É lendária a reputação de arruaceiro do adepto polaco de futebol. Violento e provocativo, torna-se pior quando passa as fronteiras do seu país talvez por ter de mostrar a força e o espírito guerreiro dos polacos. Na última Final da Taça da Polónia, disputada entre o Lech Poznań e a Legia de Varsóvia e decidida a favor da turma da capital no desempate através de pontapés da marca de grande penalidade, quando o defesa esquerdo legionista Jakub Wawrziniak ajeitava a bola para bater o tiro decisivo a claque da Legia irrompeu pela vedação ante a ineficiência dos atónitos stewards, invadindo a pista de atletismo e colocando-se em cima da baliza do guarda-redes adversário. Quando vi esta situação, pois estando em Faro acompanhei o jogo numa transmissão pela internet, temi uma catástrofe se Wawrziniak falhasse o penálti e um problema ainda maior de Kotorowski defendesse. Felizmente a bola entrou e a invasão deu-se com caráter pacífico, embora proibida, respondendo os adeptos dos ferroviários com o lançamento de cadeiras para o relvado. Como pena pelo sucedido os jogos seguintes da Legia e do Lech foram disputados à porta fechada numa decisão tomada pelos Governos Civis da Mazóvia e da Grande Polónia com a aprovação incondicional do Governo de Donald Tusk. As atenções dos jornais voltaram-se de novo para as claques com estas a protestarem contra a decisão e com o Poder Central a delegar autoridade ao Poder Local para que este mande encerrar estádios sempre que achar que não estão reunidas condições de segurança para os espetadores. Mais jogos se disputaram à porta fechada em Łódż e em Wrocław sempre com o mesmo pretexto, falta de segurança nos estádios, e com as claques do lado de fora do edifício a cantar e a apoiar os seus jogadores. No final do Legia – Korona os jogadores da casa quiseram agradecer aos adeptos o apoio prestado mas foram impedidos pelas forças policiais o que endureceu ainda mais a posição das claques, agora unidas sob a mesma bandeira.
Parece que na Polónia ainda se faz algum jornalismo de investigação e descobriu-se que as relações entre clubes e claques são mais do que institucionais, nalguns casos roçando a promiscuidade e passando
claramente a legalidade.

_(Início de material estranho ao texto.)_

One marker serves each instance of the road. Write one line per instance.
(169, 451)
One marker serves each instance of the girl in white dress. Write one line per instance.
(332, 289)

Veio agora a público que a direção do Lech Poznań decidiu conferir a exploração de todos os espaços de restauração do Estádio Municipal (leu bem, municipal) a uma só empresa, figurando no contrato que todos os eventos a terem lugar na infraestrutura do estádio terão catering exclusivo dessa tal empresa. O facto é por si anormal por não ter havido concurso mas também porque a firma em questão pertence… ao presidente da claque do Lech, o que sugere um pacto implícito entre as duas entidades para que haja paz em dias de jogos. Um contrato perigoso que ainda prevê a indemnização de 10.000 zlotys (aprox. €2500.00) por cada ponto de venda à dita empresa no caso de ser contratada uma concorrente, situação recorrente pois a primeira empresa não tem estrutura suficiente para dar resposta às solicitações. Em Varsóvia a situação não é mais pacífica, as companhias que são responsáveis pela segurança durante os jogos são contratadas em negociações tripartidas entre um diretor do clube e dois diretores… da claque numa flagrante violação da ética senão mesmo da lei.
A propósito da claque da Legia e das ligações perigosas entre poder e futebol, conte-se um episódio interessante: O líder da Żyleta (claque da Legia) conhecido como Staruch, protagonista de inúmeros incidentes com a polícia, esperou os jogadores à saída dum jogo perdido em casa e agrediu um dos mais carismáticos atletas, Rzeźniczak. Imediatamente detido, Staruch foi proibido de frequentar as instalações do clube e posteriormente viu a sua pena agravada para a interdição de assistir a jogos de futebol em estádios de todo o país. Mal-grado o seu castigo marcou presença na final da Taça e foi amplamente fotografado a levantar o troféu nas bancadas que não podia pisar. Após investigações internas soube-se que a polícia pediu bilhetes e uma amnistia à Federação Polaca de Futebol para que Staruch pudesse assistir à partida ao vivo apesar da pena imposta. O comandante da divisão policial acabaria por ser rapidamente exonerado mas Grzegorz Lato, presidente da federação, não se coibiu de afirmar que “o Governo não consegue lidar com os vândalos e a polícia tem medo deles” indo mais além nas acusações culpando a “lei fraca” do país e observando que “na Inglaterra Margaret Thatcher conseguiu afastar os bandidos dos estádios mas aqui a solução é encerrá-los”.
O problema não é exclusivamente polaco pois se olharmos para os três grandes do futebol português vemos o presidente dos Super Dragões que anda de Porsche sem sequer ter atividade profissional reconhecida, os No Name costumam ter mais armas nas suas instalações que um quartel dos Comandos e que a Juve Leo (da qual fiz parte) era sempre ouvida – nem que fosse à força – quando novo treinador tinhe de ser escolhido (Mourinho não veio para o Sporting devido a pressões da Juve Leo).
O Euro2012 é já amanhã. Os estádios são modernos, bonitos e funcionais. Os homens continuam os mesmos, cá em Varsóvia ou aí à beira-Atlântico.